Maintenance of property: landlord or tenant
- 3rd September 2008
- Property Tips
Who is responsible for repairs and maintenance of a rental property can sometimes be a tricky question. Read on for some tips.
Unless a tenancy has a fixed term of more than seven years the landlord is reponsible for the following repairs:
- the structure and exterior of the dwelling
- basins, sinks, baths and other sanitary installations
- heating and hot water installations
The landord is not generally responsible for repairs arising from damage caused by the tenant or anything the tenant has a right to take away.
For more general repairs, responsibility usually rests with the terms of the initial agreement so it is important to read this carefully before signing. However if the landlord is making repairs which he is obliged to do and spoils the internal decoration, the damage should be made good.

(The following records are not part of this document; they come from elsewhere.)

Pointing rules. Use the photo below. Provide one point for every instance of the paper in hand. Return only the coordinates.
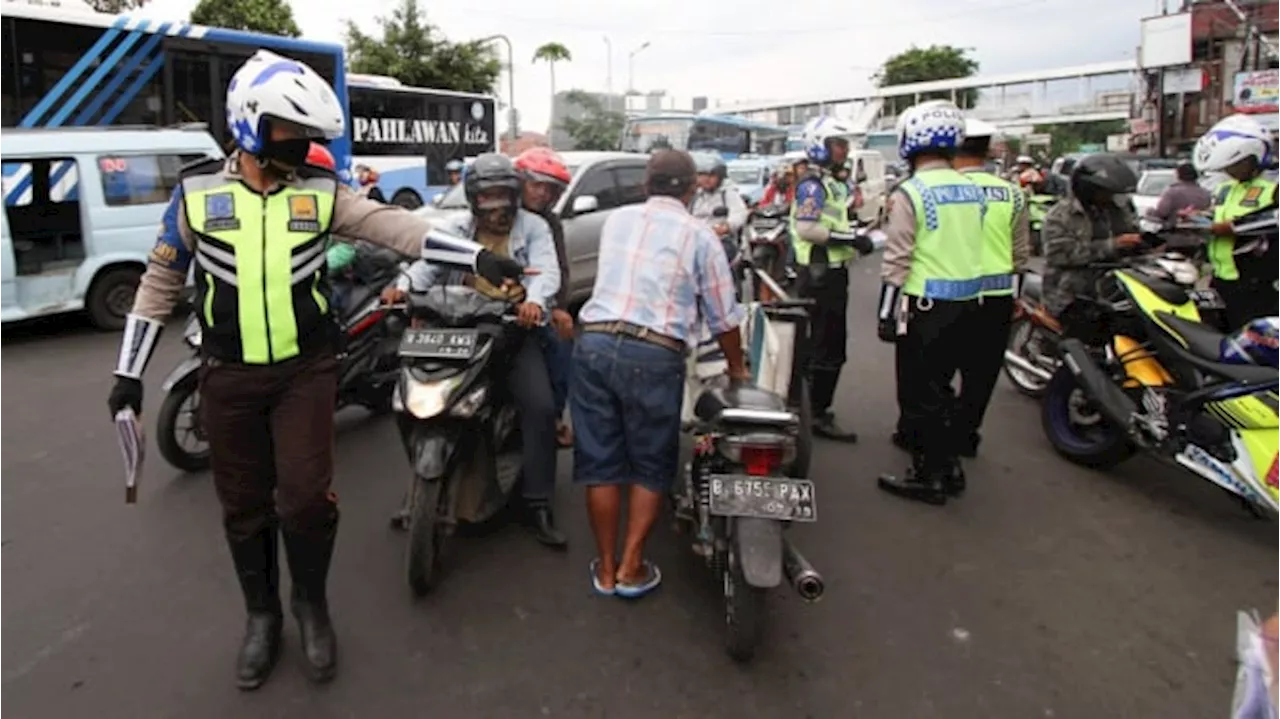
(132, 448)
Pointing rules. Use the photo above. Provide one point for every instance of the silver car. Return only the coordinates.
(602, 183)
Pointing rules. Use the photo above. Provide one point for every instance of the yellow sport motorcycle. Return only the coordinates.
(1142, 372)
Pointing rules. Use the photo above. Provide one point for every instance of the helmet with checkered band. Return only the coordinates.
(936, 126)
(272, 87)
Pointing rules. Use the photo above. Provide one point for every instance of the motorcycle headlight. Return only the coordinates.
(192, 334)
(428, 399)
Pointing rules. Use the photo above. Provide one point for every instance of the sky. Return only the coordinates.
(745, 49)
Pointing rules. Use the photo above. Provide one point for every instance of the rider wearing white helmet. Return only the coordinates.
(824, 246)
(1242, 149)
(933, 276)
(256, 227)
(1008, 247)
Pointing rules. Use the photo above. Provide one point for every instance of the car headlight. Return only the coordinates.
(428, 399)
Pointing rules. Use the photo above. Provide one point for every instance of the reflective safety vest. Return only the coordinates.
(947, 262)
(835, 218)
(261, 287)
(1005, 204)
(1234, 201)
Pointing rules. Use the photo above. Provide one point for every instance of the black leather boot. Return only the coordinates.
(309, 566)
(259, 572)
(919, 484)
(542, 522)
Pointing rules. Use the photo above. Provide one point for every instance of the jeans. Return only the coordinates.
(529, 384)
(558, 355)
(625, 399)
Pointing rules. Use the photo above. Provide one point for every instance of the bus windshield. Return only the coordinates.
(64, 69)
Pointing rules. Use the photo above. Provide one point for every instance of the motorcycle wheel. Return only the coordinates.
(1078, 433)
(744, 612)
(1025, 334)
(182, 401)
(425, 536)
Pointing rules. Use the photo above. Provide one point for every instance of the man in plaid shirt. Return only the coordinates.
(662, 274)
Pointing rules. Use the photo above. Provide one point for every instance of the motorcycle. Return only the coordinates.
(458, 426)
(1032, 356)
(737, 495)
(767, 237)
(1142, 372)
(366, 356)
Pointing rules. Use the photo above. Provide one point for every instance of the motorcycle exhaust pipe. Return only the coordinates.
(1027, 366)
(804, 578)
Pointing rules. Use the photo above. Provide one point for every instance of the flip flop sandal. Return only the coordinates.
(653, 577)
(594, 568)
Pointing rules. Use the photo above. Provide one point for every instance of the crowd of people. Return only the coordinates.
(956, 247)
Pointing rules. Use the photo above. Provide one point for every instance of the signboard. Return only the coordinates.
(417, 123)
(1257, 92)
(1166, 41)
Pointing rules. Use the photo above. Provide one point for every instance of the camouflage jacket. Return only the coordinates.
(1073, 237)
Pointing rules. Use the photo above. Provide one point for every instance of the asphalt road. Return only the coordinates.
(1047, 591)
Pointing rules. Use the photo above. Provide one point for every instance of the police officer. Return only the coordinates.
(256, 227)
(824, 246)
(1246, 279)
(1008, 247)
(932, 283)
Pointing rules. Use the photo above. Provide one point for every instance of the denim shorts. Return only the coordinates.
(625, 398)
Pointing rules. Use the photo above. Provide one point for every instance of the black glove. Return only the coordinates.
(887, 330)
(496, 268)
(126, 393)
(855, 239)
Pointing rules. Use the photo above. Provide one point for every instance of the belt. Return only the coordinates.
(636, 331)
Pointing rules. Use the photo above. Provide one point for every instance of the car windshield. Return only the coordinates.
(1153, 183)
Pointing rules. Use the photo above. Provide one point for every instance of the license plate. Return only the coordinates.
(438, 344)
(766, 498)
(1207, 298)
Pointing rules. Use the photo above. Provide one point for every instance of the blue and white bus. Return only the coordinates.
(76, 68)
(726, 134)
(406, 134)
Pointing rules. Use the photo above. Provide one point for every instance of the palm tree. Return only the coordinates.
(553, 53)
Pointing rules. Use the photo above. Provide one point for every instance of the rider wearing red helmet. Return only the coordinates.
(545, 179)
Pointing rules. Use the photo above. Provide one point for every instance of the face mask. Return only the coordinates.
(286, 155)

The landlord is responsible for checking all the utilities that service the property are safe:
- That all gas appliances are maintained in good order and that an annual safety check is carried out by a CORGI registered tradesman. The tenant is responsible for any gas appliances that he is entitled to take with him at the end of the letting
- The landlord should ensure that all fixed wiring and installation is safe when the tenancy begins and an inspection and testing is recommended at least every 10 years
- All electric appliances supplied should safe when first supplied and treat every new tenancy as supplying appliances for the first time
- The landlord must ensure that any furniture and furnishings supplied meet the Furniture and Furnishings Regulations. If unsure on this point the Trading Standards department of your local authority can help
The tenant does also have some responsibility for the property as there is a duty of care. For example if there is a risk of burst pipes if the tenant is going on holiday the water should be turned off. The landlord does have to right to seek possession if there has been damage to the property.
Generally the tenant only has to do repairs if the terms of the tenancy agreement say so. The tenant cannot be made to do the repairs for which the landlord is responsible.
In most cases there is no problem getting the landlord to do any required maintenance as it is in their interest to do so, however if the tenant does have a problem under no circumstances is it acceptable to withhold rent. This would always reflect badly on the tenant, the proper legal channels must always be adhered to.